If I understand right you shouldn't unpin the page if you are not sure that
all waiters for a specific (page,offset)-combination are woken up and deleted
from the waitqueue. Otherwise a second call to futex_wake may look on the wrong
hash_queue or wake the wrong waiters.

In general, I think fast userspace synchronization primitives and asynchronous
notification are different enough to keep them logically more separated.
Your double use of the hashed wait queues and sys_call make the code difficult
to grasp and thus open for subtle error.

Martin

Martin


2002-06-06 16:36:03

by Linus Torvalds

[permalink] [raw]
Subject: Re: [PATCH] Futex Asynchronous Interface



On Thu, 6 Jun 2002, Rusty Russell wrote:
>
> The method is: open /dev/futex

STOP!

What madness is this?

You have a damn mutex system call, don't introduce mode crap in /dev.

Do we create pipes by opening /dev/pipe? No. Do we have major and minor
numbers for sockets and populate /dev with them? No. And as a result,
there has _never_ been any sysadmin problems with either.

You already have to have a system call to bind the particular fd to the
futex _anyway_, so do the only sane thing, and allocate the fd _there_,
and get rid of that stupid and horrible /dev/futed which only buys you
pain, system administration, extra code, and a black star for being
stupid.

Linus

2002-06-06 18:37:20

by Alan

[permalink] [raw]
Subject: Re: [PATCH] Futex Asynchronous Interface

On Thu, 2002-06-06 at 17:36, Linus Torvalds wrote:
> You have a damn mutex system call, don't introduce mode crap in /dev.
>
> Do we create pipes by opening /dev/pipe? No. Do we have major and minor
> numbers for sockets and populate /dev with them? No. And as a result,
> there has _never_ been any sysadmin problems with either.
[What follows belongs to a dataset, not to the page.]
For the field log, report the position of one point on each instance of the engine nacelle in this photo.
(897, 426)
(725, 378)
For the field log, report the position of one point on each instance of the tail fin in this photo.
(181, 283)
Its a bitch trying to create sockets in shell scripts isnt it. I wonder
if there is a connection 8)

Alan

2002-06-06 22:55:12

by Rusty Russell

[permalink] [raw]
Subject: Re: [PATCH] Futex Asynchronous Interface

In message <[email protected]> you write:
> Hi Rusty,
>
> >if (this->page == page && this->offset == offset) {
> > list_del_init(i);
> > tell_waiter(this);
> >+ unpin_page(this->page);
> > num_woken++;
> > if (num_woken >= num) break;
> > }
> > }
> > spin_unlock(&futex_lock);
> >+ unpin_page(page);
> > return num_woken;
>
> If I understand right you shouldn't unpin the page if you are not sure that
> all waiters for a specific (page,offset)-combination are woken up and deleted
> from the waitqueue. Otherwise a second call to futex_wake may look on the wro
ng
> hash_queue or wake the wrong waiters.

No, we delete them from the list (list_del_init) so we can't find it
again: ie. futex_wake can't be invoked twice on the same thing without
someone putting it back on the queue...

> In general, I think fast userspace synchronization primitives and
> asynchronous notification are different enough to keep them
> logically more separated. Your double use of the hashed wait queues
> and sys_call make the code difficult to grasp and thus open for
> subtle error.

I don't think the complexity is much worse: async is inherently
complex given that there are no real in-kernel primitives to do offer
both sync and async cleanly. Having two incompatible primitives would
be painful, too.

Rusty.
--
Anyone who quotes me in their sig is an idiot. -- Rusty Russell.

2002-06-06 23:18:26

by Rusty Russell

[permalink] [raw]
Subject: Re: [PATCH] Futex Asynchronous Interface

In message <[email protected]> you wri
te:
> Do we have major and minor numbers for sockets and populate /dev
> with them? No. And as a result, there has _never_ been any sysadmin
> problems with either.

Ummm... you don't do much network programming, do you Linus? Don't
confuse familiarity with fondness: the socket API is *not* a good
model to copy.

> You already have to have a system call to bind the particular fd to the
> futex _anyway_, so do the only sane thing, and allocate the fd _there_,
> and get rid of that stupid and horrible /dev/futed which only buys you
> pain, system administration, extra code, and a black star for being
> stupid.

Yet another special way to create a special fd? Hmm...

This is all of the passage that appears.